Some experiences are so intense and so challenging that they force you to do a full self-inventory and find what's working and what's lacking. You see the person in the mirror a little differently or realize a skill or set of skills that you didn't know you had. From that point forward, you are essentially a different, more realized, person.
I had two years of an amazing introduction to myself. I saw my flaws laid bare and my strengths ignited. The bonds of friendship were tested and reinforced under strain, presenting a new level of intimacy that you only get from being a part of a team at work. I lived life at an intensity that I will miss, but have come out stronger for it.
I am writing today to say something simple, but important - don't worry about me. I worry about you. I put myself in the households of so many friends and supporters last night wishing that I could put my arm around you and tell you "It is going to be okay." Because it will. This is an election, not a funeral. I'm still here, I'll be here, and we're not done.

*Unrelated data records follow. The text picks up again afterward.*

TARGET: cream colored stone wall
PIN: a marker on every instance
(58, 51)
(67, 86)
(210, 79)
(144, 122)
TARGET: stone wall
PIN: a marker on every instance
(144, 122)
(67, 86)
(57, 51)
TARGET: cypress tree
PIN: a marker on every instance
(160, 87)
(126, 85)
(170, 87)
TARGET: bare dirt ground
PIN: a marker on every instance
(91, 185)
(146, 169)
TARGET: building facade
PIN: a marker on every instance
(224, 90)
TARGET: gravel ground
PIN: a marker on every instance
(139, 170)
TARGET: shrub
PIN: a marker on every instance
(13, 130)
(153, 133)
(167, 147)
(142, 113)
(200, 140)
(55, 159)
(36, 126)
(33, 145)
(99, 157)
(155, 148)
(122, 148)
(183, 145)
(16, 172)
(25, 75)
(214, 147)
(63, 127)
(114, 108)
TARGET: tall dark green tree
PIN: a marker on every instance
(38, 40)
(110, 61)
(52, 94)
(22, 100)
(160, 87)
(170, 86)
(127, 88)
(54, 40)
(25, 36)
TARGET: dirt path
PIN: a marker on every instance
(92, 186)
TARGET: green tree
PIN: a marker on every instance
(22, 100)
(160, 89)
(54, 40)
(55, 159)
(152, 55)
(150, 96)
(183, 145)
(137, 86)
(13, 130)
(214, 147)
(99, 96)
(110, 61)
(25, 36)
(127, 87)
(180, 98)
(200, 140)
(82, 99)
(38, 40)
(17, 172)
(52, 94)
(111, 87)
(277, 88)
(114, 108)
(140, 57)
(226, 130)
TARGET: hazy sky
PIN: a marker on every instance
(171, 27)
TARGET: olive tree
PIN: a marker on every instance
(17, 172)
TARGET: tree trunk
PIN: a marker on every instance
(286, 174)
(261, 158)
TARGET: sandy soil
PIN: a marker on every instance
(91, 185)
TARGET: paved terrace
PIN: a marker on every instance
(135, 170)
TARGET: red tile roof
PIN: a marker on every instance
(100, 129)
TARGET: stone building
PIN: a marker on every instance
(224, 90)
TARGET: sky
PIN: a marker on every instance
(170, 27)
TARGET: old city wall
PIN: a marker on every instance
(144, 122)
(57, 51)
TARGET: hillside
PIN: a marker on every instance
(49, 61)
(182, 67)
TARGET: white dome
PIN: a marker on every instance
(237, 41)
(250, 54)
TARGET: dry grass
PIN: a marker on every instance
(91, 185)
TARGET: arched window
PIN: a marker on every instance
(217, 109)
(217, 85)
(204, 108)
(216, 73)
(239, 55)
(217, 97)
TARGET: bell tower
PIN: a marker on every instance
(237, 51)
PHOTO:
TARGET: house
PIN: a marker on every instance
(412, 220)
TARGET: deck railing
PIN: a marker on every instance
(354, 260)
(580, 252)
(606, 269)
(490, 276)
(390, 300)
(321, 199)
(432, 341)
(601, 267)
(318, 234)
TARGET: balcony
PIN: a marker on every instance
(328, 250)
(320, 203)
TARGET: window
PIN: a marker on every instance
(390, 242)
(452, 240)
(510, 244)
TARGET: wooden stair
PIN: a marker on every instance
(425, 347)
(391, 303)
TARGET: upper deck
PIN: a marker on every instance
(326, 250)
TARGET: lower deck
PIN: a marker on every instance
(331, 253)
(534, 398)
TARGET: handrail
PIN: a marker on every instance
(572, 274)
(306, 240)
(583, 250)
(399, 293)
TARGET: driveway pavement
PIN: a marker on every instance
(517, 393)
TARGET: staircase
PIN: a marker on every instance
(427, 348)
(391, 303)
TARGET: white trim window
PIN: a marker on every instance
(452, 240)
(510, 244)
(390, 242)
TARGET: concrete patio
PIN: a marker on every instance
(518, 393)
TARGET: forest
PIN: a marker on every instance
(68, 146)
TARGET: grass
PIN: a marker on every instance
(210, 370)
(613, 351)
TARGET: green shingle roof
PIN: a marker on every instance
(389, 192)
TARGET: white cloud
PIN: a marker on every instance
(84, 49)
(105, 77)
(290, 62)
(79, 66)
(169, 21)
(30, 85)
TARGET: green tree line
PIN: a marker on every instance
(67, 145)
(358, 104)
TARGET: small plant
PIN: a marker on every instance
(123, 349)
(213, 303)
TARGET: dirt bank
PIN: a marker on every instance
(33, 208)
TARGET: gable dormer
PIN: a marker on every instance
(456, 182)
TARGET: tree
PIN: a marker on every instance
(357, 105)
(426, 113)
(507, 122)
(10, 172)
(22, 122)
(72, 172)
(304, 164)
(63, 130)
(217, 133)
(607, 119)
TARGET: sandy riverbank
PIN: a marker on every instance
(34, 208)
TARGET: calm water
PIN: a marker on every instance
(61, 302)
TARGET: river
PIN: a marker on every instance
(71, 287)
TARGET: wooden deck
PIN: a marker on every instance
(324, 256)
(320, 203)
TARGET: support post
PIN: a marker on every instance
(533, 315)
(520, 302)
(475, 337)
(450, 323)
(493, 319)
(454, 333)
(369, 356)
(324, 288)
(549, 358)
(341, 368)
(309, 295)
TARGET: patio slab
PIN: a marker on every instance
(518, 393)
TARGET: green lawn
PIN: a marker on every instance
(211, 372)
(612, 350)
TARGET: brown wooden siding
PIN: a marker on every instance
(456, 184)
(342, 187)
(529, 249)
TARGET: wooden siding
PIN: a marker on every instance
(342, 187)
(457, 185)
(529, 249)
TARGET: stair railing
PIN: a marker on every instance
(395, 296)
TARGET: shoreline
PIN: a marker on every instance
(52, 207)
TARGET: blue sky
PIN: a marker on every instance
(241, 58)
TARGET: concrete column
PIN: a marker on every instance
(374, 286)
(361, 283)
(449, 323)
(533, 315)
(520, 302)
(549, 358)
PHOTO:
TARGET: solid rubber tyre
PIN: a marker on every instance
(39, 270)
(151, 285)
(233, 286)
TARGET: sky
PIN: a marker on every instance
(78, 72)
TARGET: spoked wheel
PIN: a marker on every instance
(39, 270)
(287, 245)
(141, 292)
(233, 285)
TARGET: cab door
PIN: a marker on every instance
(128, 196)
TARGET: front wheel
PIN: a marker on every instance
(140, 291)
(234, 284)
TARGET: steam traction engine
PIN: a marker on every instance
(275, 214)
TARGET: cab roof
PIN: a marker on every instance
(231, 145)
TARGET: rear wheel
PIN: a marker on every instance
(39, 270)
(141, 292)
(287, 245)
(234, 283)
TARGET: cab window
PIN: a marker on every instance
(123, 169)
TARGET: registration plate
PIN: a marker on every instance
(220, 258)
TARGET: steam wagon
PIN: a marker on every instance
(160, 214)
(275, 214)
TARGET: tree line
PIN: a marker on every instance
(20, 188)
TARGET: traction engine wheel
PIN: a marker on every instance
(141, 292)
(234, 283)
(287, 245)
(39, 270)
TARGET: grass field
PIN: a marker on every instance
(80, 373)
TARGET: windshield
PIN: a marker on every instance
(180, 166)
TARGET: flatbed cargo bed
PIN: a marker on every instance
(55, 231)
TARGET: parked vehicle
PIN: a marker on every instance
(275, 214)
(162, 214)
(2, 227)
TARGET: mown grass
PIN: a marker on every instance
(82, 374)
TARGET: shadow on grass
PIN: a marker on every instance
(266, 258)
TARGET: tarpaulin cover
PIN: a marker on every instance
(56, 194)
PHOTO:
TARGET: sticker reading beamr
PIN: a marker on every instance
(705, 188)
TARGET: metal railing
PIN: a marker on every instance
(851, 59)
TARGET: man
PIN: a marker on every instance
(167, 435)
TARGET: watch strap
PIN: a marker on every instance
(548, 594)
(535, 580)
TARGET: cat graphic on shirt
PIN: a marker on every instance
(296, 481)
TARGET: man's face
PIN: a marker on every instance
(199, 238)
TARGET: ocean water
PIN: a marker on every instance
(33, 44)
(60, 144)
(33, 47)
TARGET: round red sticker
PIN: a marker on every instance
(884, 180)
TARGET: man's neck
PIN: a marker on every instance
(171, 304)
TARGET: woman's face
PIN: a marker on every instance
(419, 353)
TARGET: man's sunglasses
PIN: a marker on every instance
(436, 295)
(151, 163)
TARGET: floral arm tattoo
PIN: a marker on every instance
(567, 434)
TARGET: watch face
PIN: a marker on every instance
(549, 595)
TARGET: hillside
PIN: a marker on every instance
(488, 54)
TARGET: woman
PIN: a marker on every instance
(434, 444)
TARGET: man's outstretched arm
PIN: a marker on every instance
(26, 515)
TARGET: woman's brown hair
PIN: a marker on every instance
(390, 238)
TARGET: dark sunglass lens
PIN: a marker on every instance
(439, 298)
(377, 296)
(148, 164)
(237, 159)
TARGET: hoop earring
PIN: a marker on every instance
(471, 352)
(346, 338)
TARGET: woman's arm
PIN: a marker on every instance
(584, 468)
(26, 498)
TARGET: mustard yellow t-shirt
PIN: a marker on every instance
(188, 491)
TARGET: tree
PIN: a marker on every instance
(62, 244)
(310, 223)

My passion for this community fueled the campaign, not vice versa, and that passion burns just as bright on November 5th as it did on the 4th. I hope you're still just as excited by what we've accomplished as you were before the ballots were counted. And I hope you always know how much your support has meant to me.
Now I get to put my name aside and go back to fighting for the issues that matter most. And to be honest, I don't think I would be able to stop myself if I wanted to. This work is too important to get wrapped up in matters of ego, disappointment, or doubt. It's not about me. It's about being a leader when its time to lead, but otherwise getting out of the way.
There is no second-guessing for me today. In fact, I feel a bit inspired.
Have a great Wednesday doing what you love! I love all of you.